N Madhavan, Senior editor and technology columnist, Hindustan Times points out that PR professionals need to retool their pitching: “They tend to focus too much on client hype rather than media needs. That's barking up the wrong tree. PR pros often supply standard template releases and pitches. More customisation might help.”
The Rise of Paid News
According to Dr. E Anand, Assistant Editor, The Tribune Chandigarh: “Paid news is increasing day by day. Big newspapers like the Times of India and the Hindustan Times are not free from blame. For example, the Times of India does not publish any achievement or success stories of any university even in the larger public interest as, according to its marketing mandarins, such stories, reports, news items or features directly fall in the category of paid news. Television channels do not cover a small politician even for a second if he/she doesn’t pay the prescribed rates (that differ from channel to channel) for footage per second.
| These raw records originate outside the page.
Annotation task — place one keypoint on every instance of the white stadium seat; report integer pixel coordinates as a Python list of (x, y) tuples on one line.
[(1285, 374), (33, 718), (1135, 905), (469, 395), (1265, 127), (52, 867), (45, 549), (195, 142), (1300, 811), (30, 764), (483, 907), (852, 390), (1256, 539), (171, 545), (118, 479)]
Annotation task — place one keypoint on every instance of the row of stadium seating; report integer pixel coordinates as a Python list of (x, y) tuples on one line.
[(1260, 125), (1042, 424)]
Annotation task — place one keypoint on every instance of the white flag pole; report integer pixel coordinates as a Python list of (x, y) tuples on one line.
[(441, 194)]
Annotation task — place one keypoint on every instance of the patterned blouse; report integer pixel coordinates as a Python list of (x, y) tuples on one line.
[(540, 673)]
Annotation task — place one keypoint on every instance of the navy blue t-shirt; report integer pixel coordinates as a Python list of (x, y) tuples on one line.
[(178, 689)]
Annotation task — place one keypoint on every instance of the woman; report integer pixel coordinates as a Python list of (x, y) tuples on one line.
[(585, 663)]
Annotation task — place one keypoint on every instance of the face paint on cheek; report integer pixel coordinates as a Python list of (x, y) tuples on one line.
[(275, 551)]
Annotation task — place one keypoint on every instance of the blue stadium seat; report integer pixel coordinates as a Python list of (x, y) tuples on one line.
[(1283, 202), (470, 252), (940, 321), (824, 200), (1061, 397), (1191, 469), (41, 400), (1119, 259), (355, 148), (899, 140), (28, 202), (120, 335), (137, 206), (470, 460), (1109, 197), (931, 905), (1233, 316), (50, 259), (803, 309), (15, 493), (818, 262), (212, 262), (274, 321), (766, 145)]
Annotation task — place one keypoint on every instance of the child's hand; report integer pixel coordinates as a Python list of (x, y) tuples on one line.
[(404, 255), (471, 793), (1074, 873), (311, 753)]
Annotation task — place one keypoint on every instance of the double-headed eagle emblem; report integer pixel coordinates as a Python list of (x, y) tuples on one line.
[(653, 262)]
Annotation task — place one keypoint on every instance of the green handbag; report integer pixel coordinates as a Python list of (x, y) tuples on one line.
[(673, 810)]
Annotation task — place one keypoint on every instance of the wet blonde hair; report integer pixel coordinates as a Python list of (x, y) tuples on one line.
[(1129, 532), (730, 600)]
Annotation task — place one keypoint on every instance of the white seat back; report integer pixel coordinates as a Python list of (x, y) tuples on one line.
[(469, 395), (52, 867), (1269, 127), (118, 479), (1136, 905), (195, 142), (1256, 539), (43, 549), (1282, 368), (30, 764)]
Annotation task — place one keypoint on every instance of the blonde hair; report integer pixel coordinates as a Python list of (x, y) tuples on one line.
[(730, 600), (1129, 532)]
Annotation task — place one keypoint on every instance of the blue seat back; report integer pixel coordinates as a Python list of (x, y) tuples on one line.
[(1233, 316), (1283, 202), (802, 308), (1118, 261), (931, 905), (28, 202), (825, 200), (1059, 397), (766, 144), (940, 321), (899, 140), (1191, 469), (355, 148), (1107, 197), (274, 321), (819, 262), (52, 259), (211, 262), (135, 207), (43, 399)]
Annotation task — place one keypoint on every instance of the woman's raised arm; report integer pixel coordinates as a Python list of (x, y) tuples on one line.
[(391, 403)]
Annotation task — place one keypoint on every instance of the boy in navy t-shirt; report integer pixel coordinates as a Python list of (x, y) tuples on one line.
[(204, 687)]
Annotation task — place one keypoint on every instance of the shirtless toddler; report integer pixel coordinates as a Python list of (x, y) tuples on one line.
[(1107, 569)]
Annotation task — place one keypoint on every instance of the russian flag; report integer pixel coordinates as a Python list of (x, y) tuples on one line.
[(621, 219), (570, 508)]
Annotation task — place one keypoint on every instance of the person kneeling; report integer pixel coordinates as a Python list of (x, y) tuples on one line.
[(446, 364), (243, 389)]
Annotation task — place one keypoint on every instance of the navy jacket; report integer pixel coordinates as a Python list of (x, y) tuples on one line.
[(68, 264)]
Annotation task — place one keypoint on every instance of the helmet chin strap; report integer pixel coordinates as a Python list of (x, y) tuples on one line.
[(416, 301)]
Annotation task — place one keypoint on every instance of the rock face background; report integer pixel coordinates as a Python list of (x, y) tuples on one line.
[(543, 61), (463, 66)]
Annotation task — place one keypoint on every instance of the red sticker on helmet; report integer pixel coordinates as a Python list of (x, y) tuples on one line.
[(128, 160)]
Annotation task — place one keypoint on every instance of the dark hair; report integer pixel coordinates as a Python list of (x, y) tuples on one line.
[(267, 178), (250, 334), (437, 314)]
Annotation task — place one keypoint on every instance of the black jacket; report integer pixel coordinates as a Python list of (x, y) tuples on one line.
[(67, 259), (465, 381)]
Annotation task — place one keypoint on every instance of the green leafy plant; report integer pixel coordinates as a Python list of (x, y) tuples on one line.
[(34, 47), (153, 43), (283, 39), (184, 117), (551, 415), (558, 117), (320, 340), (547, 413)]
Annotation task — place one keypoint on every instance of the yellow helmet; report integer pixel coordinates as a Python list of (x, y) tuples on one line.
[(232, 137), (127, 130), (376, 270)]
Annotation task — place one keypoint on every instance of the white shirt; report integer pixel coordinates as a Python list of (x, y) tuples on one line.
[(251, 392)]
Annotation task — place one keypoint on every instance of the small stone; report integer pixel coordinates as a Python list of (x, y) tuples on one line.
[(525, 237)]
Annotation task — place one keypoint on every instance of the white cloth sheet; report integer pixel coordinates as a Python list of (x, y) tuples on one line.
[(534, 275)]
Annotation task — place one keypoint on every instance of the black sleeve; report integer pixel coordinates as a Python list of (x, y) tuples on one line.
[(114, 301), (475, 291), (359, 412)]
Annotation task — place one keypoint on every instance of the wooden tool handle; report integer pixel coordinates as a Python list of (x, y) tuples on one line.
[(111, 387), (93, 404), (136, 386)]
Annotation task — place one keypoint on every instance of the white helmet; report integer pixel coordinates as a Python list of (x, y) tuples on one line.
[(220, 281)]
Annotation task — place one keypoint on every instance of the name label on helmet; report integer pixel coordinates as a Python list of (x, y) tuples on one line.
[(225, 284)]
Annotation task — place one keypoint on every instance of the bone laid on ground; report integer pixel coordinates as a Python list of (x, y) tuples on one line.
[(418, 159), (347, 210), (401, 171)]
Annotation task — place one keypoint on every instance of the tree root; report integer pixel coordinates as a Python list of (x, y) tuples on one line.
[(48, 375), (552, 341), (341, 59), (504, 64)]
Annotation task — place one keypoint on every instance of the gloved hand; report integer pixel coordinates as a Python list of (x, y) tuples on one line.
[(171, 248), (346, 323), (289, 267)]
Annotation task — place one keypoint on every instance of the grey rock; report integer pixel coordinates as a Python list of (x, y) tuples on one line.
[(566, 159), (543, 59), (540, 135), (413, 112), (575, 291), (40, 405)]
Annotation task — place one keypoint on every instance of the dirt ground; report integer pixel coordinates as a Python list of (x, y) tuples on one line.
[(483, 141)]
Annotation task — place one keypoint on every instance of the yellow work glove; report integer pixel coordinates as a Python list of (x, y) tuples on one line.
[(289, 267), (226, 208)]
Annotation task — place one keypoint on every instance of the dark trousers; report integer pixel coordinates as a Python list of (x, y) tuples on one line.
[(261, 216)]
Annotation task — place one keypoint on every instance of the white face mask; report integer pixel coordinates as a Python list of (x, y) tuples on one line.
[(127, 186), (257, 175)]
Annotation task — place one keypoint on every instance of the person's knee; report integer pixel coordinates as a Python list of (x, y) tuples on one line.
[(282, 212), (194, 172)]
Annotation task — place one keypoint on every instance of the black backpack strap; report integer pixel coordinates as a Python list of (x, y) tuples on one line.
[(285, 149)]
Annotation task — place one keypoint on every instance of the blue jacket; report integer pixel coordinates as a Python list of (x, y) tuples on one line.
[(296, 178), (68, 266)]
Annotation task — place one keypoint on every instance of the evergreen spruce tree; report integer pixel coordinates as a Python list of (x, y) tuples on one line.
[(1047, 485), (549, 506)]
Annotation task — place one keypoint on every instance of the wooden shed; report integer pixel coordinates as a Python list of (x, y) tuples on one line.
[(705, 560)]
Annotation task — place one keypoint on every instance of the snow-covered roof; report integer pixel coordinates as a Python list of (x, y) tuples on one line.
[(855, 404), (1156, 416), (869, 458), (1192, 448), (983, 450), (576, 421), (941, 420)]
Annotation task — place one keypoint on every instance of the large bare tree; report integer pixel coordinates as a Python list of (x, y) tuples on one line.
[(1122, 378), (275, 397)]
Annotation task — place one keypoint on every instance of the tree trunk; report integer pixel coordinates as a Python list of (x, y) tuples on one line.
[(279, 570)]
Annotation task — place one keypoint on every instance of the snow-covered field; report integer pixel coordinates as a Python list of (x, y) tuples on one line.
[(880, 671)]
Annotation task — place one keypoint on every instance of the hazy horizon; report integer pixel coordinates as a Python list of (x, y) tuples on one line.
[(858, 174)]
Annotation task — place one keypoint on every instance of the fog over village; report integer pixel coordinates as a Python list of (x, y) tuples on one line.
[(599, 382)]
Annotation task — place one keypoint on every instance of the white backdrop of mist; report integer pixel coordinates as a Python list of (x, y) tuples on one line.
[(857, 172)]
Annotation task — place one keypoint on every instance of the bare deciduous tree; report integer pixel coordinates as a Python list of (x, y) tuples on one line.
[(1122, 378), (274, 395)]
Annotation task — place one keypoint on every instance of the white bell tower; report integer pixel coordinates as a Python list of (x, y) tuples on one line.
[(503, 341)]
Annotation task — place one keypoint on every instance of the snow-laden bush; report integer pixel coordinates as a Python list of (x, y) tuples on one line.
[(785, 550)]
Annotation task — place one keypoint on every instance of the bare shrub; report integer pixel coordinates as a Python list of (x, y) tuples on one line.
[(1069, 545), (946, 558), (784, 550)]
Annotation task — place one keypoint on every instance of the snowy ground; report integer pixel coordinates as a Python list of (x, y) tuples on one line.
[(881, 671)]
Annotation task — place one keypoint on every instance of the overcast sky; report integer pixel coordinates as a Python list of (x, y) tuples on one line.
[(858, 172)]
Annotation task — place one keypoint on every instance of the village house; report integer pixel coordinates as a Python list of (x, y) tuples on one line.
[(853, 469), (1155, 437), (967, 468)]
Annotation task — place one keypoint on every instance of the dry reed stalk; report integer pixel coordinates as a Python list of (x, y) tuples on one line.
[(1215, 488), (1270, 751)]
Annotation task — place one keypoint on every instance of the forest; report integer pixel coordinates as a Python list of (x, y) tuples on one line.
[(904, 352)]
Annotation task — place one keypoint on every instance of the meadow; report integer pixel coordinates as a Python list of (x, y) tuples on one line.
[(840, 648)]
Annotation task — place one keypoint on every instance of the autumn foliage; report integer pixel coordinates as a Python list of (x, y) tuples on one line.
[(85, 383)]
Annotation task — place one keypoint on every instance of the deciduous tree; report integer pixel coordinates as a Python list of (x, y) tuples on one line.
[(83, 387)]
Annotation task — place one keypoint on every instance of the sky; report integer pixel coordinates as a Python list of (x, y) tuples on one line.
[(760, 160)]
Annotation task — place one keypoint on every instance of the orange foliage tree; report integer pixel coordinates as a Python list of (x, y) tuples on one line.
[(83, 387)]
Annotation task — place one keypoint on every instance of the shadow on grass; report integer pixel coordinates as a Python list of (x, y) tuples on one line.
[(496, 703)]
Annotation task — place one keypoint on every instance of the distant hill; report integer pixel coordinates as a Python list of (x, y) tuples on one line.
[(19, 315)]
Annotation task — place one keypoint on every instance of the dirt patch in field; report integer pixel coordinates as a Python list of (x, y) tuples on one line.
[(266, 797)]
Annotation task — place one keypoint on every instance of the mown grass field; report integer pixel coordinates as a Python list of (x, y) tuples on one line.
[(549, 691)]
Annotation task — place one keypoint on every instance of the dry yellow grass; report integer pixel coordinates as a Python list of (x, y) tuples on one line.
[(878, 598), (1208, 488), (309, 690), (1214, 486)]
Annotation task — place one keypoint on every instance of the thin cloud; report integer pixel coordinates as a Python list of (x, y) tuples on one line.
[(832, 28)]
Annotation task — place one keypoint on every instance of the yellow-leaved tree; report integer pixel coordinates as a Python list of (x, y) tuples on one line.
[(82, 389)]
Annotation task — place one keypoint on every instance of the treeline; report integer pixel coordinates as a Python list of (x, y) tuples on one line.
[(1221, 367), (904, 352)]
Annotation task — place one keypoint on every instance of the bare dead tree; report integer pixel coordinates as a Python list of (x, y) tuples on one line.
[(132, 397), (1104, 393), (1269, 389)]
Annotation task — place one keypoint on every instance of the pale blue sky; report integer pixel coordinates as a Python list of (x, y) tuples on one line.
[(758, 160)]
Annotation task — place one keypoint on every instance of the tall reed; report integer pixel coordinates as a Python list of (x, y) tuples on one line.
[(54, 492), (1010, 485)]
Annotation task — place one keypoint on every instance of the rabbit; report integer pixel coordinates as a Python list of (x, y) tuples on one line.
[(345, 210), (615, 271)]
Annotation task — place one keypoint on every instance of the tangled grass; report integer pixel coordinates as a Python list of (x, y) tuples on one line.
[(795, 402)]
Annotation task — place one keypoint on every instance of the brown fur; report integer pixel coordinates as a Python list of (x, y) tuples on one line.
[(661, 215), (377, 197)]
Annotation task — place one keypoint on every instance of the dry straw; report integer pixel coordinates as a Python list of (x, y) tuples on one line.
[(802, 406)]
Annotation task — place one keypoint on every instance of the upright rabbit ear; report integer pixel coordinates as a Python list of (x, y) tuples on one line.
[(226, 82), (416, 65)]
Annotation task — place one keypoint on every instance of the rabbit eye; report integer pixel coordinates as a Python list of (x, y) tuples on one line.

As the ruling party – at the Centre and in the states – and other political parties have a vested interest in this, there is no politician who will bring forward a legislation to curb the menace of paid news.”
Anand points out that a tough Editor can put his foot down and firmly check paid news. However: “this is not possible today because of increasing marginalisation of the Editor in the general scheme of things and the growing importance of the Marketing Manager who calls the shots in any typical newspaper/TV organisation. In fact, in TOI, it is the Marketing Department that appoints the editorial staff, including Editors and Senior Editors. In HT and Indian Express, the HR Department recruits staff. In Indian Express, the HR has the final say even with regard to selecting persons for internships. Surely, this has undermined the pre-eminent and exalted position of the Editor in both newspapers and television channels.”